From: George Greene on 26 Jun 2010 12:55 On Jun 26, 6:45 am, "|-|ercules" <radgray...(a)yahoo.com> wrote: > There seems to be 2 possibilities. > > 1 All finite digit permutations occur to infinite length. This IS NOT a possibility because for a FINITE permutation to occur "to infinite length" IS JUST MEANINGLESS! "To EVERY FINITE length" DOES NOT MEAN "to infinite length", yet you CONTINUE TO TALK as though it did! This has just gone on LONG ENOUGH! Here is another point: if you are only talking about FINITE lists of digits, then "permutation" is IRRELEVANT because ANY permutation of any finite list of digits IS JUST ANOTHER FINITE LIST OF DIGITS, that WAS ALREADY IN the class (of finite lists of digits) that you were talking about! Finite SEQUENCES of digits or finite LISTS of digits are what are actually being dealt with here. A permutation IS A CHANGE OF ORDER and would require some notion of WHAT AN "original" order was for a given finite basket of digits! There IS NO such notion for you here! STOP SAYING "permutation"! YOU DON'T KNOW what a permutation is!
From: George Greene on 26 Jun 2010 12:58 On Jun 26, 8:09 am, Sylvia Else <syl...(a)not.here.invalid> wrote: > >> So there is no finite maximum. How does that advance your proof? There IS an INFINITE maximum, obviously. THAT IS his whole proof! That matching occurs "to infinite length"! He keeps saying that! Seriously, do you really think you are going to be able to teach Herc the concept of a "least upper bound"?? I personally remain quite confident that "max" will prove to be "the max of" his capacity for understanding.

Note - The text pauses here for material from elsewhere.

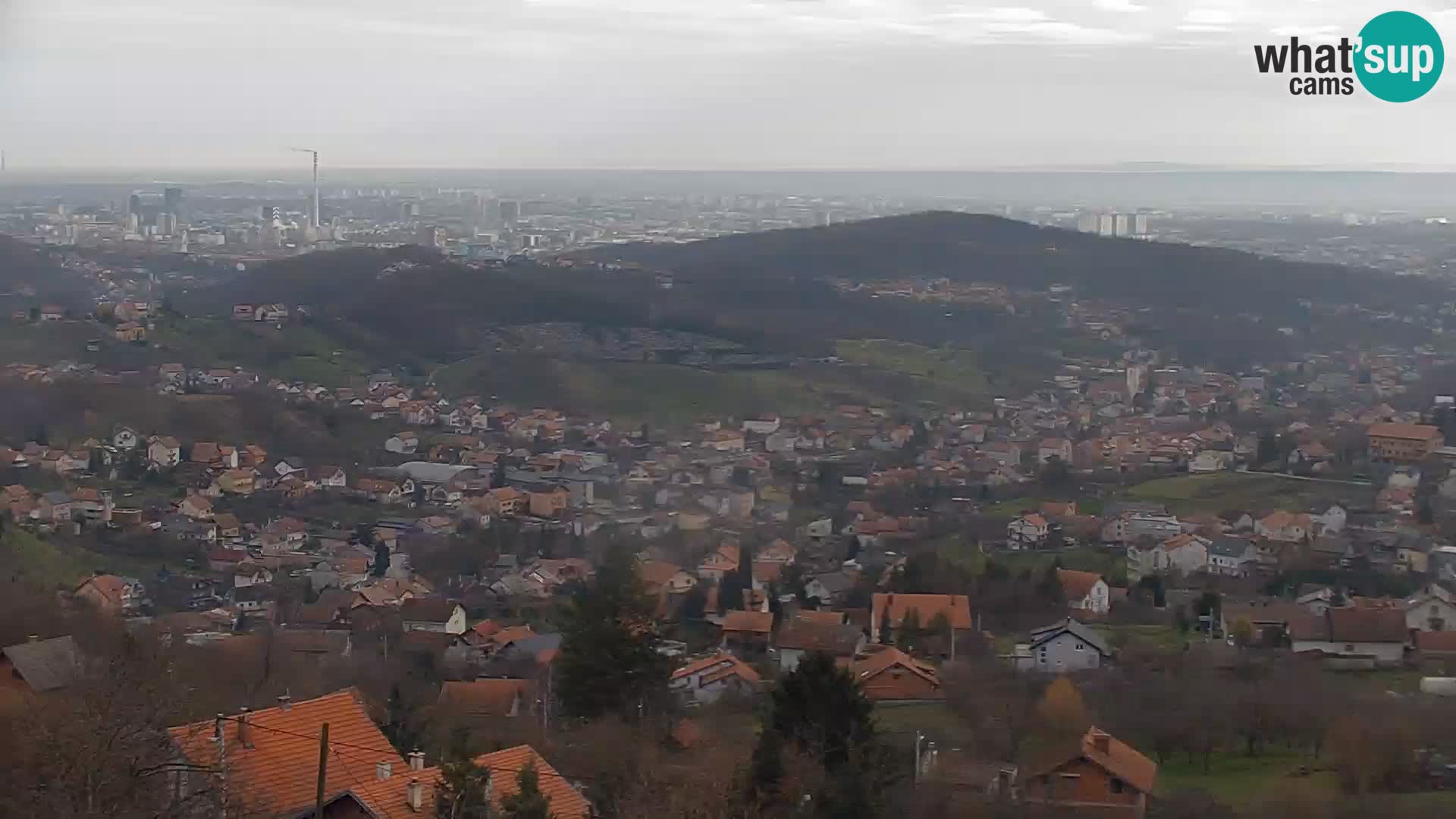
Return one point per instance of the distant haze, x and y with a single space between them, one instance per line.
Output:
691 85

From: George Greene on 26 Jun 2010 13:01 > On 26/06/2010 8:45 PM, |-|ercules wrote: > > 2 It would be very difficult to come up with a new sequence of digits > > that wasn't on the computable reals list On Jun 26, 8:09 am, Sylvia Else <syl...(a)not.here.invalid> wrote: > The anti-diagonal wouldn't be on it. Now, you might feel that the > anti-diagonal is obviously computable, in that each digit can be > obtained algorithmically from the list. Of course we feel that! It IS IMPORTANT that anti-diagonalization (of any square list) IS computable! THERE IS a TM that does that! > But that presupposed that a list > of computable reals is itself computable, which you haven't proved. We > know that it is countable, but that's not the same thing. PLEASE! That is NOT the point! The point IS that EVEN IF the list of computable reals is computable, THE FACT THAT the anti-diagonal IS THEN ALSO computable *produces*a*CONTRADICTION* because the anti-diagonal both 1) Must Be On the list, since it is computable, and 2) CAN'T BE ON the list, BECAUSE it IS the ANTI-diagonal! So what is Herc to conclude FROM THAT?? > > Sylvia.

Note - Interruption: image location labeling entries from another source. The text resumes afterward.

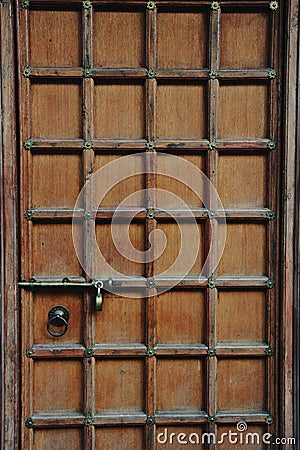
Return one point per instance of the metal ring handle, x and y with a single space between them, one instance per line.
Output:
58 317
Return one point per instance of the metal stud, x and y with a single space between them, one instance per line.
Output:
150 145
29 423
86 4
29 214
150 420
270 283
26 72
213 74
274 5
151 5
269 420
150 284
88 421
215 6
150 352
151 73
87 73
272 74
29 352
88 352
212 145
271 145
28 144
270 215
211 282
150 214
88 145
270 351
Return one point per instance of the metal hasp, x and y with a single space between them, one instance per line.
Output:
58 317
99 297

From: George Greene on 26 Jun 2010 13:15
On Jun 25, 10:37 pm, Transfer Principle <lwal...(a)lausd.net> wrote: > Originally, Herc's arguments involved taking a list of ternary reals > and _shuffling_ them to produce almost any real on the diagonal > of the shuffled list. NO, THEY DIDN'T. That may have been the point AT WHICH *YOU* started paying attention, but if it was, THEN YOU WERE LATE. This was NOT original! ORIGINALLY, Herc DID NOT HAVE SENSE enough to use a small base. THIS WHOLE thing OUGHT to be being done IN BINARY, but Herc will not go down! He was talking about digit-lists from 0..9, ORIGINALLY. But what is "almost any real" supposed to mean?? Obviously, THERE IS a permutation that will produce ANY real, IF THE ORIGINAL list was rich enough, so why "almost"?? The whole point of refuting THAT is that THE ORIGINAL list could be TRIVIAL, being nowhere NEAR as complex as "all computable", AND STILL ALLOW this! The original list could have NO infinitely wide elements on it at all, or no elements with multiple digits (just enough copies of ALL 1s, or ALL 0s, or whatever his third digit was) AND STILL ALLOW this! The permutations just DON'T MEAN anything. You should have tried harder to crush them. > In this case, we really are talking about a permutation Yes, he was, IN THAT case, but THAT, AS IS USUAL with 80% of the stuff Herc brings up, WAS JUST IRRELEVANT TO the question! The other 20% is on the question but IS WRONG. |